Ferienlager in Deutschland für Kinder

Ferienlager bieten Kinder und Jugendlichen einen einmalige Chance: Schließlich können die Kids dabei zum ersten Mal allein und ohne „Oberaufsicht“ durch die Eltern oder andere Verwandte auf große Tour gehen …

Dennoch sind Betreuung und Sicherheit garantiert, da Sozialarbeiter, Pfadfinderführer oder Studenten mit von der Partie sind:

Wer richtet Ferienlager aus?

Veranstalter für Kinderferienlager gibt es heute viele. Etwa Jugend- und Wohlfahrtsverbände, aber auch Schulen oder gewerbliche Träger. Eltern haben also die Qual der Wahl und können entscheiden, ob ihnen ein Veranstalter aus dem kirchlichen Umfeld oder doch eher eine öffentliche Einrichtung genehm ist.

Übrigens kannte auch die ehemalige DDR solche Betriebslager und Pionierferien, die, unter anderem, von den Kombinaten organisiert wurden. Tatsächlich finden auch heute noch viele Ferienlager in Thüringen und Sachsen statt. Doch auch Bayern oder die Nord- und Ostsee können für Kinder- und Jugendgruppen ein tolles Ziel sein.

Mit Gleichaltrigen die Umgebung erkunden?

Denn gerade Strände laden zum Tauziehen, Stelzenläufern und anderen sportlichen Wettkämpfen ein. Auch Nachtwanderungen sind in jedem Kinderferiencamp der Hit.
Ebenso wird die nähere Umgebung mit ihren Kultur- und Sehenswürdigkeiten auf dem Programm stehen. Damit lassen sich Jugendfreizeiten auch nach ihrer jeweiligen Ausrichtung einteilen. Denn die kann mehr sportlichen Natur oder auch kulturell geprägt bzw. mit einem Bildungsanspruch verknüpft sein!
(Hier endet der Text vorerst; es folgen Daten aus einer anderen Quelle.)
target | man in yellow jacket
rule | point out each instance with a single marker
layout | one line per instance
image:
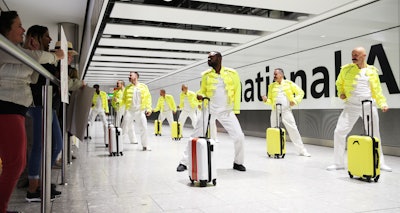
(356, 82)
(188, 105)
(222, 86)
(288, 94)
(119, 108)
(137, 102)
(99, 106)
(166, 105)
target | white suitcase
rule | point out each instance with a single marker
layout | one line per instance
(115, 146)
(106, 137)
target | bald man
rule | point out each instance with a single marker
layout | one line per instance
(356, 82)
(188, 103)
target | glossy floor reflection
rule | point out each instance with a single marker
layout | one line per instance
(148, 182)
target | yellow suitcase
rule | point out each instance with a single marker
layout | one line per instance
(176, 130)
(157, 127)
(363, 152)
(276, 138)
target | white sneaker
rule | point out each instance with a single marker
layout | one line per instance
(334, 167)
(305, 154)
(385, 168)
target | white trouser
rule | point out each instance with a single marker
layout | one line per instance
(94, 113)
(118, 117)
(291, 128)
(166, 115)
(347, 119)
(141, 124)
(231, 124)
(191, 114)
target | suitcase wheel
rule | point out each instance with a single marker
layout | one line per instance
(351, 176)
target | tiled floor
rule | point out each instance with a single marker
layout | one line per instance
(148, 182)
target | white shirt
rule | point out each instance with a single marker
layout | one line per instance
(136, 99)
(99, 105)
(282, 99)
(362, 90)
(186, 105)
(219, 102)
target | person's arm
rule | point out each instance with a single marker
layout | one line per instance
(237, 97)
(298, 93)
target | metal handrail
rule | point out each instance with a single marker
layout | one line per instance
(13, 50)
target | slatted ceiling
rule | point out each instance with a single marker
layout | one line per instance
(303, 6)
(174, 33)
(196, 17)
(149, 53)
(151, 44)
(142, 60)
(181, 33)
(137, 65)
(140, 70)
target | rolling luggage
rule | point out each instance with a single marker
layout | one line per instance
(115, 146)
(157, 128)
(176, 130)
(106, 137)
(201, 166)
(87, 136)
(276, 137)
(363, 151)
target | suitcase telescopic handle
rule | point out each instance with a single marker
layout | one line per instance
(205, 131)
(369, 121)
(278, 111)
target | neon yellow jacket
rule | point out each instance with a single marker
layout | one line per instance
(232, 85)
(116, 101)
(144, 94)
(170, 101)
(347, 80)
(292, 91)
(104, 101)
(192, 98)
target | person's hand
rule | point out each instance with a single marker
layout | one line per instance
(59, 54)
(264, 98)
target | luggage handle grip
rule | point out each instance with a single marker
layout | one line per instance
(366, 130)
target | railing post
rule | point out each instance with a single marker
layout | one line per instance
(47, 118)
(65, 146)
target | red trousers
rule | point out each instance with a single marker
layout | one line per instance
(12, 153)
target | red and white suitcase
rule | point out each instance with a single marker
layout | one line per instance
(201, 161)
(115, 146)
(201, 166)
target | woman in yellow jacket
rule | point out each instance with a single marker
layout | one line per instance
(166, 105)
(188, 105)
(137, 102)
(356, 82)
(288, 94)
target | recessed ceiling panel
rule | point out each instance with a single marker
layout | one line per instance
(154, 44)
(196, 17)
(148, 53)
(172, 33)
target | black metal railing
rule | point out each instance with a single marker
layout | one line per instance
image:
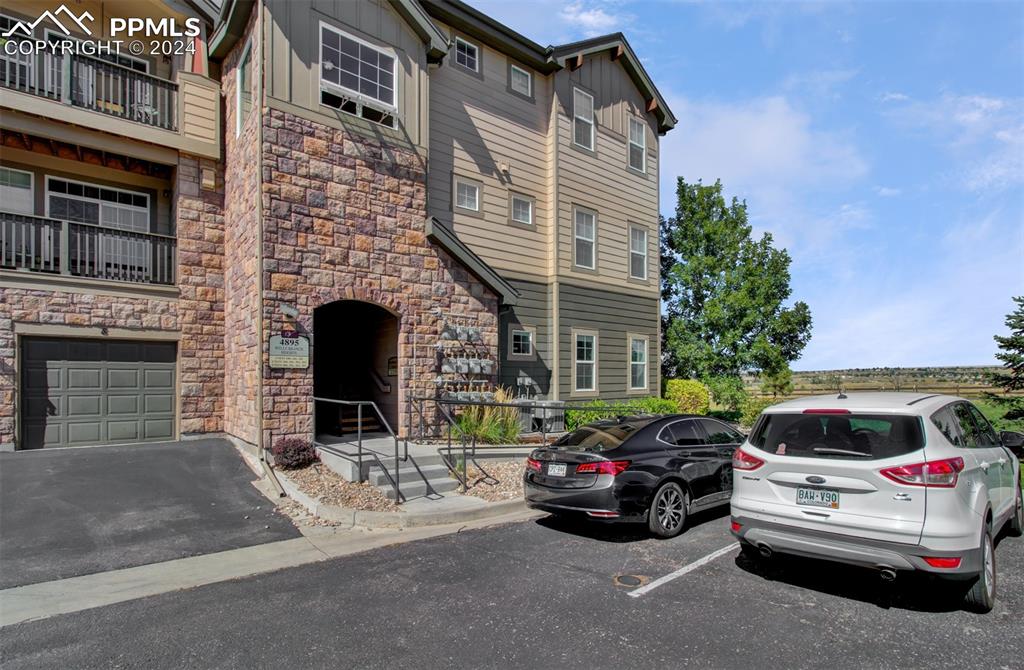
(45, 245)
(93, 84)
(359, 405)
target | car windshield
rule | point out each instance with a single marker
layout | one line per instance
(598, 436)
(853, 436)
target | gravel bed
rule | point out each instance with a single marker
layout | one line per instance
(509, 475)
(324, 484)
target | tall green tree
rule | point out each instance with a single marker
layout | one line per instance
(724, 292)
(1011, 377)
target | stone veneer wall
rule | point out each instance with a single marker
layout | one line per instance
(344, 218)
(242, 226)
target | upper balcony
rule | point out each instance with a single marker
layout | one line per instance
(97, 93)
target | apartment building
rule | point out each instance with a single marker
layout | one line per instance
(426, 201)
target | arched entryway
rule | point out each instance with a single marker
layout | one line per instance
(355, 358)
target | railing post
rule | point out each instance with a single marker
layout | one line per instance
(66, 75)
(65, 248)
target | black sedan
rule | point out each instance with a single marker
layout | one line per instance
(654, 469)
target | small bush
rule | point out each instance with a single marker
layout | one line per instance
(293, 453)
(752, 410)
(687, 395)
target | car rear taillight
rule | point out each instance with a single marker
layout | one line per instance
(943, 561)
(941, 474)
(743, 461)
(602, 467)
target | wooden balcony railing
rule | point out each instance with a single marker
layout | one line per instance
(93, 84)
(45, 245)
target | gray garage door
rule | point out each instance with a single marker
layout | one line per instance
(95, 391)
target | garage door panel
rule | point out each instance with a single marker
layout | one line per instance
(122, 405)
(158, 378)
(85, 377)
(159, 404)
(122, 379)
(85, 406)
(159, 428)
(94, 391)
(122, 430)
(85, 432)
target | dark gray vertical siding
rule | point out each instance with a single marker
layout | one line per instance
(532, 309)
(612, 316)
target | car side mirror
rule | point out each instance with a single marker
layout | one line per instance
(1013, 441)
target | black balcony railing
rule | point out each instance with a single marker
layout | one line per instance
(45, 245)
(93, 84)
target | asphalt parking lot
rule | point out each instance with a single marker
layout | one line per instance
(66, 512)
(542, 594)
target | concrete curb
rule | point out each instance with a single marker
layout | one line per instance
(371, 519)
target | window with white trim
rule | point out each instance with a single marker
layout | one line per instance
(638, 145)
(585, 234)
(522, 342)
(520, 81)
(467, 195)
(16, 191)
(467, 54)
(583, 119)
(245, 89)
(357, 77)
(522, 210)
(638, 252)
(638, 363)
(585, 362)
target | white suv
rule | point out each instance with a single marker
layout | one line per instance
(888, 480)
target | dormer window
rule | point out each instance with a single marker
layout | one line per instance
(357, 77)
(467, 54)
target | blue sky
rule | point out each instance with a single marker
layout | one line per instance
(882, 143)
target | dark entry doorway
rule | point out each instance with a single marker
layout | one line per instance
(354, 359)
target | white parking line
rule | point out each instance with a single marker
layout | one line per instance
(689, 568)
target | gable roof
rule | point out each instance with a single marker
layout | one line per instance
(551, 58)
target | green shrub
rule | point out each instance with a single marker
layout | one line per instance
(609, 410)
(753, 408)
(728, 392)
(293, 453)
(687, 395)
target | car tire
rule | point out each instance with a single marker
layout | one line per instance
(667, 516)
(1016, 526)
(981, 597)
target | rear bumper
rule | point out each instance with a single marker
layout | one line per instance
(854, 551)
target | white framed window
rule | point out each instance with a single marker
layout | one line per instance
(16, 191)
(521, 209)
(638, 252)
(522, 342)
(585, 239)
(467, 195)
(638, 145)
(583, 119)
(467, 54)
(244, 86)
(638, 363)
(520, 81)
(585, 362)
(354, 71)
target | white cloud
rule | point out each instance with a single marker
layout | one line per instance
(591, 18)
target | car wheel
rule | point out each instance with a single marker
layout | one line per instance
(1017, 520)
(981, 597)
(668, 510)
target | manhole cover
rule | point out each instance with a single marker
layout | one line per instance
(631, 580)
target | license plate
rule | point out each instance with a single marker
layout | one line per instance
(818, 498)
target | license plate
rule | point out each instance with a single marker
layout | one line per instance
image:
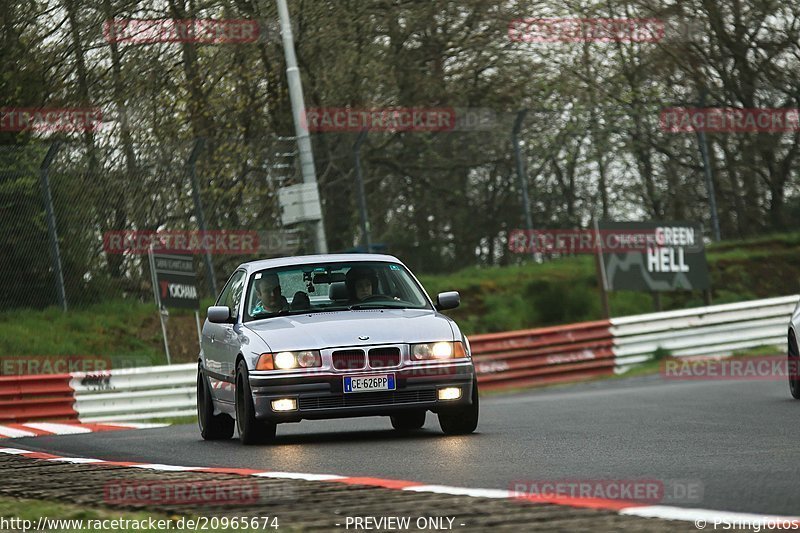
(369, 383)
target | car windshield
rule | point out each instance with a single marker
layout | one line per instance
(324, 287)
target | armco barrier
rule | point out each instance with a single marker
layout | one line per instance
(717, 330)
(503, 361)
(135, 393)
(24, 398)
(544, 355)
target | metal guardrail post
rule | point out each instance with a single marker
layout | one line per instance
(191, 164)
(362, 199)
(44, 177)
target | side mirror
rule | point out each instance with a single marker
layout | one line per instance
(448, 300)
(219, 314)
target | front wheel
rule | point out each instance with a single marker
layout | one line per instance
(251, 431)
(461, 420)
(794, 368)
(408, 421)
(212, 427)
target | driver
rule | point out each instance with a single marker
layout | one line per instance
(361, 283)
(270, 299)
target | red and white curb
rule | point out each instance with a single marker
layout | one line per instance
(38, 429)
(622, 507)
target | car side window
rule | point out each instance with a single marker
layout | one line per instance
(235, 298)
(231, 295)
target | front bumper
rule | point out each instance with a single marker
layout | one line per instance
(320, 394)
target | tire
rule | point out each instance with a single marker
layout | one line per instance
(212, 427)
(461, 420)
(408, 421)
(251, 431)
(794, 368)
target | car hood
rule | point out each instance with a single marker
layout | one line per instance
(343, 328)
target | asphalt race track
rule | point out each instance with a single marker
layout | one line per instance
(738, 440)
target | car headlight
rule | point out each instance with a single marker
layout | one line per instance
(289, 360)
(437, 351)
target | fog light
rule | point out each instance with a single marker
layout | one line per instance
(287, 404)
(450, 393)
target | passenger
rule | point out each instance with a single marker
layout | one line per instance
(361, 283)
(270, 299)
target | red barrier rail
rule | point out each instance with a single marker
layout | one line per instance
(544, 355)
(25, 398)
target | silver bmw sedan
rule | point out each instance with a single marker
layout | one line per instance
(329, 336)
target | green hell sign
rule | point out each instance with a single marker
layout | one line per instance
(654, 256)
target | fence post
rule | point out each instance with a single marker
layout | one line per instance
(55, 253)
(198, 211)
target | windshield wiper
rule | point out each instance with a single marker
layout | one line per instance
(355, 307)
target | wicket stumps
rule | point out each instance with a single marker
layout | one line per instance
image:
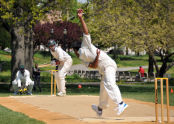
(53, 82)
(156, 99)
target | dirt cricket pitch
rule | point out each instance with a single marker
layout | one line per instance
(76, 109)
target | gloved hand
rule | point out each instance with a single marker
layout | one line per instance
(25, 90)
(53, 63)
(20, 90)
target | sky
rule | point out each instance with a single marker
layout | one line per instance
(82, 1)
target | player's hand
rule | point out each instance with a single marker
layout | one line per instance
(20, 90)
(98, 52)
(57, 62)
(80, 12)
(25, 89)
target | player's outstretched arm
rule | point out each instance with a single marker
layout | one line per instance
(84, 26)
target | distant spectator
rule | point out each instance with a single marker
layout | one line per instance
(36, 77)
(141, 71)
(23, 80)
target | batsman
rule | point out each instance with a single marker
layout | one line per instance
(23, 83)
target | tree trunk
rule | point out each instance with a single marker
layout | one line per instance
(29, 51)
(163, 68)
(115, 56)
(18, 47)
(150, 69)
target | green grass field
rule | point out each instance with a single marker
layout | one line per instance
(10, 117)
(141, 91)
Spannende Ferienlager in Deutschland:

Tatsächlich ist gerade Deutschland für Freizeit- und Kinderferienlager nahezu ideal. Denn hier sind die Wege kurz und finden sich abwechslungsreiche Landschaften wie das Watt oder die Lüneburger Heide. Wälder laden zum Wandern und Bäche und Flüsse zum Erkunden und Kanufahrten ein.
Dabei bieten sich nicht nur Campingplätze und Jugendherbergen, sondern auch Bauern- und Reiterhöfe als „Basislager“ an. Denn so können die Gemeinschaft und das Wir-Gefühl auch mit Wissen um heimisches Kulturgut und die Tierwelt verknüpft werden.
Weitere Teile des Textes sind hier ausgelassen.